Back then, and this is still the problem now, there was this tension between certain neighborhoods and the police. The two sides were sort of speaking over each other, and so it created some really down-and-dirty shit that happened back then.

What was it like for you working for Creative Loafing in those early days?

It was actually a lot of fun. I think we surprised a lot of people. Everybody thought, "This is just an entertainment weekly," and then we would hit some stories that sort of caught wind at a higher level and started making a little noise.

Like I said, you didn't have a beat, so we would just sort of cover what we thought was important. People would come to us or I would just go to certain neighborhoods and talk to people.

It was fun just to stick a bug up Charlotte's ass, you know what I mean? They've got all these sacred cows and they didn't take us seriously until they had to; I mean the government, the corporate structure, the media. We did some stuff that really made a lot of noise, so in that respect it was a lot of fun.

I had come up with daily papers and I know what it was like to work with them, and when you have some large corporation breathing down your neck and you have to do it this way or that way, of course Creative Loafing was much more freeform. It was fun, we had a good time. Of course, the pay sucked.

What got you into writing fiction?

click to enlarge bookcover.webp

I've always thought about it, like you probably think about it. Anybody who writes for a living thinks about it. You know when you're writing fulltime for a paper, which I did all the way up until a year ago, the last thing you want to do when you're off the job is write.

I was kind of lazy in that regard, but then I just decided, I'm going to do it. So I've been doing it seriously for a couple of years now, but I'd always done it.

Are any of the stories in this book inspired by real crimes you covered?

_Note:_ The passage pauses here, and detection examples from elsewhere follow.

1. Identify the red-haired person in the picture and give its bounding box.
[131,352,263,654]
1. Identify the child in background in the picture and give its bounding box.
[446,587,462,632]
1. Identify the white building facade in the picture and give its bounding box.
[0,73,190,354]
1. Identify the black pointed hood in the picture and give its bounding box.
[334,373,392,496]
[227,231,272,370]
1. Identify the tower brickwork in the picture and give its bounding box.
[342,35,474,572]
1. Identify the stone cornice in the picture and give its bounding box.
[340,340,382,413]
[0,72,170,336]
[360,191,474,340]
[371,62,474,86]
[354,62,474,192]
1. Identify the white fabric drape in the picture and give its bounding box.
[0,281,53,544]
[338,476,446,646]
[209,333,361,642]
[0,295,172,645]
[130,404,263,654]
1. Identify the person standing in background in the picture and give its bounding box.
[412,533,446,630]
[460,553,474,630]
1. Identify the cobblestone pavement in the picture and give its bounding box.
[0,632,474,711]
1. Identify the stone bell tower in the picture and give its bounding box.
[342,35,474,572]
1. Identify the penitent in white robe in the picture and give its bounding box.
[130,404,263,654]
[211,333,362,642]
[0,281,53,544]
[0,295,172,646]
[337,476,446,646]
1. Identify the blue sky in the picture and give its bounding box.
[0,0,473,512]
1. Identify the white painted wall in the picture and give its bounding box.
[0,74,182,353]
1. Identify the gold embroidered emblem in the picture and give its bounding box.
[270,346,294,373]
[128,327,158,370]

In terms of crime reporting, yeah, all this information you absorb sort of feeds into that. Plus, some of the writers I really like are sort of the crime fiction, crime noir thing that I'm really interested in. So I kind of try to set that mood in this book. And these stories are really short, so you don't really go into too much "This happened, this happened, this happened," it's more like you're setting a mood and capturing a moment.

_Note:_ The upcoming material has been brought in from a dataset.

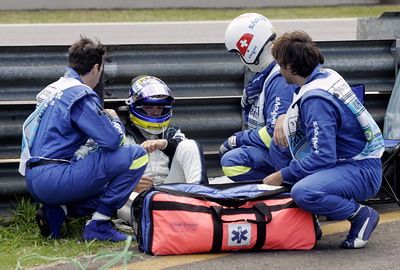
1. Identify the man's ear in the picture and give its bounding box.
[90,64,100,72]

You write in the intro that you figured writing fiction would be easier than journalism, but it wasn't.

Well, it's really hard, because when you're a journalist you have the story in front of you. When you have to imagine it from point zero, it's very difficult. And it's not easy for me to construct a plot.

That's tough for me — it's like walking through quicksand. Some people can knock it out and they're good storytellers. I think I'm better with characterization and setting a mood, setting a scene. But in terms of actually telling a story, it's very difficult.

What's the biggest difference in the two types of writing?

When you have to come up with it all. And you're also trying to keep the reader in mind — you don't want to lose them. But journalism, I did it for so long I could do it in my sleep. It was never that hard for me. Fiction is a different thing, which is that you're creating something from nothing and you don't know that it's ever going to see the light of day. You're sort of writing for an audiences that doesn't really exist yet.

Are you working on more short stories?

Yeah, but it's getting pretty long. It's a short story about — my wife is a big sci-fi fan, and I've never read or written sci-fi — but it's sort of a story that takes place in this alley, and there's this guy who's a homeless guy and he imagines this nightclub and it gets into this whole thing of: Is he imagining it? Is it real? Is he going to die? I don't know yet.

Right now my problem is that I've stuck myself into something that I don't know how to get my way out of [laughs]. From a plot standpoint it's like, "Where am I gonna take this damn thing?" But I'm still sort of slogging along with that.

Do you hope to move into full-length novels at some point?

It's something I aspire to, because that's where the market is basically. Short stories, it's limited. And I read a lot of novels.

So I will probably work on some longer pieces, there's no question about it, and I've sent this thing around and gotten a little bit of interest in doing other stuff, so we'll see how it goes.